LFD Book Forum  

Go Back   LFD Book Forum > Book Feedback - Learning From Data > Chapter 1 - The Learning Problem

Reply
 
Thread Tools Display Modes
  #1  
Old 04-04-2013, 12:30 PM
Michael Reach Michael Reach is offline
Senior Member
 
Join Date: Apr 2013
Location: Baltimore, Maryland, USA
Posts: 71
Default Ch. 1.3.1 vs. Ch. 1.3.2

The book shows that in the case given in the truth table in 1.3.1 (not in the lectures), any hypothesis you choose from the first five points is no better than a random guess on the last three data points.

Whereas, it says in 1.3.2 that we can have a good probability that a hypothesis is close, using the Hoeffding inequality.

The book doesn't work that out for the earlier example given, so I thought I'd try to understand it. But let me make the case a little more extreme:

Let's say that our space of results comes from flipping a coin 100 times. Our "sample" data is the first 97 flips, N=97. We would like to develop a hypothesis that will do a good job on the last three flips.

Now, that isn't going to work; as the book points out for its example, no hypothesis is better than any other on the last three random flips. The average probability of error will be 0.5?

So here we are with our (somehow) carefully chosen hypothesis, which does a perfect job on the first 97 flips.

Pick \epsilon=0.4: not so stringent. Doesn't the Hoeffding inequality tell us that the probability of our in-sample error (=0) being different from the out-of-sample error (~0.5 on average) by more than 0.4 is less than 2e^{(-2(0.4^2)*97)}? Which is real small, 10^{(-13)} or so.

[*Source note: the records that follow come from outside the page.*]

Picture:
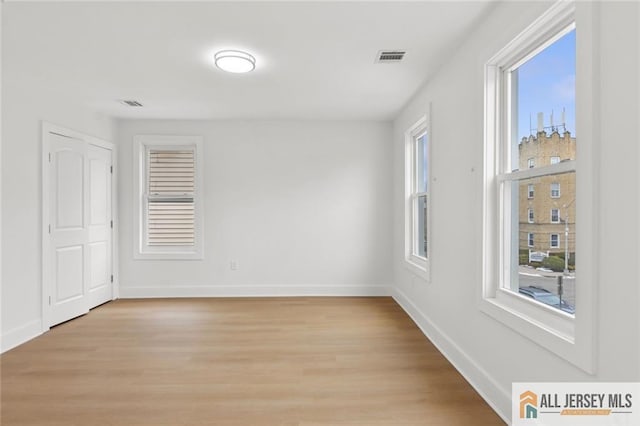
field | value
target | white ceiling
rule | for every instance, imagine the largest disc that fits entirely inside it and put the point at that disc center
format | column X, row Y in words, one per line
column 314, row 60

---------------------------------------

Where did I go wrong? My guess (I'd appreciate someone with the correct answer):

I said "(somehow) carefully chosen hypothesis". What I was supposed to do was choose it randomly. If I had, I would have almost always gotten a hypothesis that does a terrible job both on the sample and on the remaining three. Probably it would get about 50% on each, and Hoeffding would be right.

At the other extreme, I could have gone through some complex procedure for fitting a 97th degree polynomial through my sample, and thereby "memorized" the data, getting a hypothesis that does a great job on the sample. When I did that, I was effectively pawing through all the possible such polynomials (capital H) looking for the ones that do best. The professor called that M - the number of possible hypotheses. I guess for this job I'd need something like 97 parameters, each of which should have (at least) two possible values, so M is something like 2^{97}. Multiply that into Hoeffding's inequality and the rhs isn't small any more.

Anyhow, I'd appreciate it if someone has a clearer response.
Reply With Quote
  #2  
Old 04-04-2013, 04:09 PM
Elroch Elroch is offline
Invited Guest
 
Join Date: Mar 2013
Posts: 143
Default Re: Ch. 1.3.1 vs. Ch. 1.3.2

I suspect this will be clear!

You have indicated that a coin toss is a trial and you have had 97 of them. The only hypotheses for the toss of a coin are "heads" and "tails". If you have been dead right on 97 trials, you have a double headed coin (or a double-tailed one). This will give you confidence for the next 3 trials.

Your example reminded me that Hoeffding requires independent, identically distributed examples.
Reply With Quote
  #3  
Old 04-05-2013, 12:56 PM
magdon's Avatar
magdon magdon is offline
RPI
 
Join Date: Aug 2009
Location: Troy, NY, USA.
Posts: 595
Default Re: Ch. 1.3.1 vs. Ch. 1.3.2

The truth table in section 1.3.1 is emphasizing that if you had your choice of those 8 functions, then each is as good as the other. On any test point, half will be correct, and half wrong.

To link with the coin, you must narrow down from all 8 functions to just one of them, say f_1 (this function is picked before you look at the data). Now when you look at the data (five points), you get agreement on all 5 points. Assuming that each set of 5 data points is equally likely to have been picked, the agreement or disagreement is like tossing the coin (with a small modification that repeated data points should have been allowed to have independence).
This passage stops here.